Teaching Non-Compliance

On NPR, Joe Shapiro has a powerful new series on sexual abuse and intellectual disability. I’ll have more to say about that later in the week. Here’s one reaction though from a fellow parent that’s incredibly important.

The author thinks about all the ways that we train folks with Intellectual and developmental disabilities to be compliant, rather than to promote autonomy and agency. But it doesn’t have to be that way. She writes:

Here are some of my initial ideas to ensure that we (as parents, as caregivers, as teachers, etc.) are not encouraging compliancy in kids with intellectual disabilities, but are rather encouraging autonomy and agency:

  • 4. We can play practice games where we do something mildly irritating to our child–tickling, blowing in their ear, a small silly thing–and they communicate their “stop” to us, and we stop immediately, and we high-five them.
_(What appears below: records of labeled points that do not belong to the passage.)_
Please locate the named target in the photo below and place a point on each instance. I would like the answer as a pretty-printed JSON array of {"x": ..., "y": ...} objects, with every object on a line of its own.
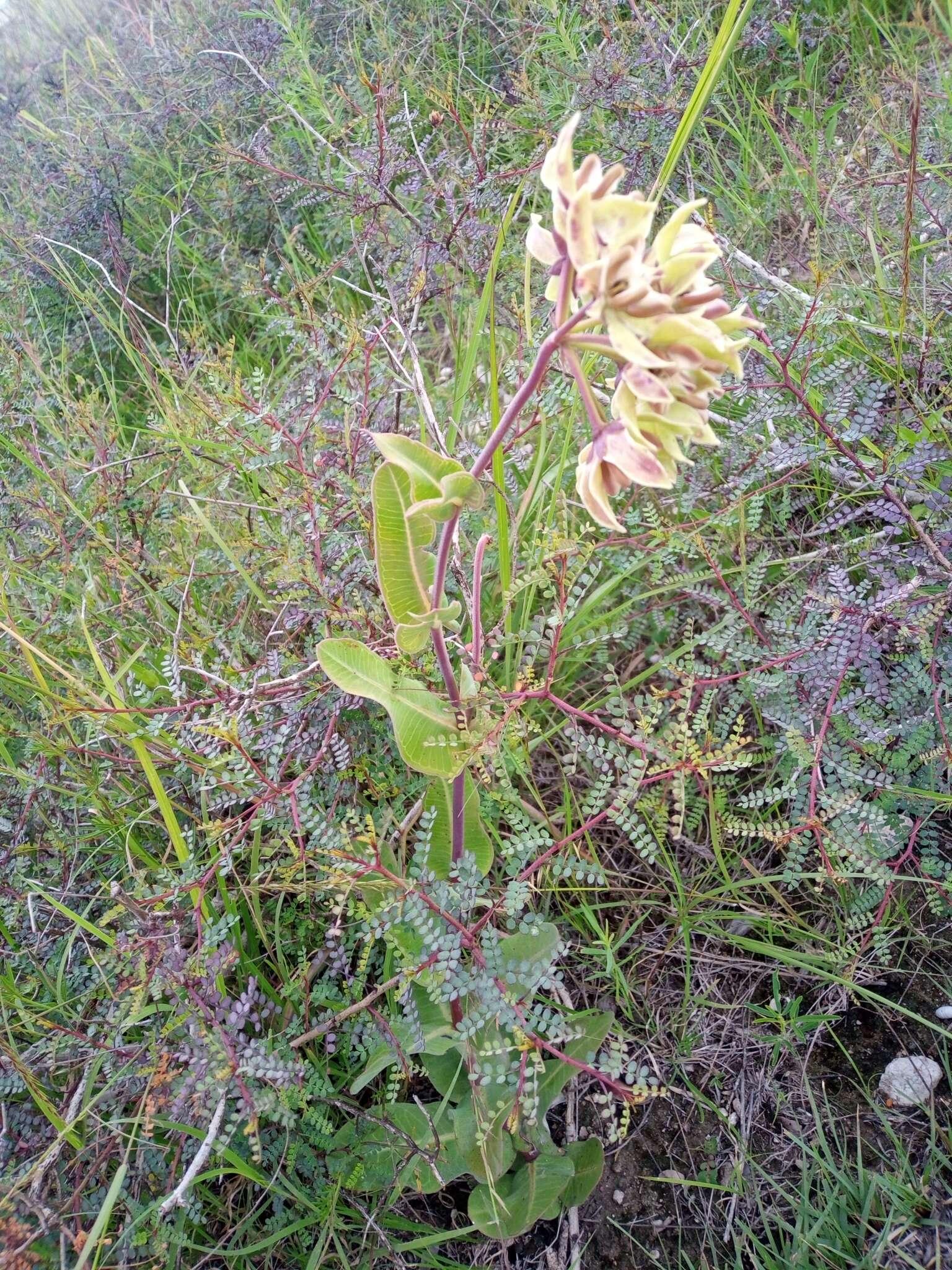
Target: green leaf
[
  {"x": 447, "y": 1073},
  {"x": 511, "y": 1208},
  {"x": 439, "y": 798},
  {"x": 387, "y": 1157},
  {"x": 425, "y": 726},
  {"x": 484, "y": 1141},
  {"x": 439, "y": 486},
  {"x": 589, "y": 1160},
  {"x": 404, "y": 569}
]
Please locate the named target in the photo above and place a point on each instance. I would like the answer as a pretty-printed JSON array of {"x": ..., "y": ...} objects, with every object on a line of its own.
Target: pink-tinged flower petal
[
  {"x": 639, "y": 464},
  {"x": 646, "y": 385},
  {"x": 579, "y": 230},
  {"x": 667, "y": 235},
  {"x": 685, "y": 271},
  {"x": 558, "y": 169},
  {"x": 541, "y": 244},
  {"x": 610, "y": 180},
  {"x": 622, "y": 219},
  {"x": 589, "y": 174},
  {"x": 592, "y": 492},
  {"x": 625, "y": 339}
]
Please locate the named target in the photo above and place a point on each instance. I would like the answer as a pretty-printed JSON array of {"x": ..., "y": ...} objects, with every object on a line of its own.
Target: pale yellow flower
[
  {"x": 612, "y": 461},
  {"x": 671, "y": 333}
]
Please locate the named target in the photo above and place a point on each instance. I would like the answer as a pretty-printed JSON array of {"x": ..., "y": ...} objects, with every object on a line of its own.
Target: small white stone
[{"x": 910, "y": 1081}]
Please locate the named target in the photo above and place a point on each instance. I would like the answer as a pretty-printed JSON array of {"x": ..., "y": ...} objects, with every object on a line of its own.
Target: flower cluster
[{"x": 666, "y": 323}]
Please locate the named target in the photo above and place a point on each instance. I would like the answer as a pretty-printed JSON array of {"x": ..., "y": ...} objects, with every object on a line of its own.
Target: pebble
[{"x": 910, "y": 1081}]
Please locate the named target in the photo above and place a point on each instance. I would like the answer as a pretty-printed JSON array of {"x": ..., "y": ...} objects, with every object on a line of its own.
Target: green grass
[{"x": 196, "y": 332}]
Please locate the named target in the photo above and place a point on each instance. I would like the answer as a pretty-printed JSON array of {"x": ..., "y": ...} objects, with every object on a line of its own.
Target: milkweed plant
[{"x": 477, "y": 966}]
Again, we’re teaching healthy non-compliance here.
  • 7. We can applaud when our kids assert their wills. We can champion their defiance, knowing it will serve them well.

I do number 4 a lot. I tickle my son, then we talk about whether we’d like more tickles or not.

Of course, teaching non-compliance raises risks when interacting with law enforcement, as I’ve written so often about under the #CultOfCompliance rubric. It’s a challenge.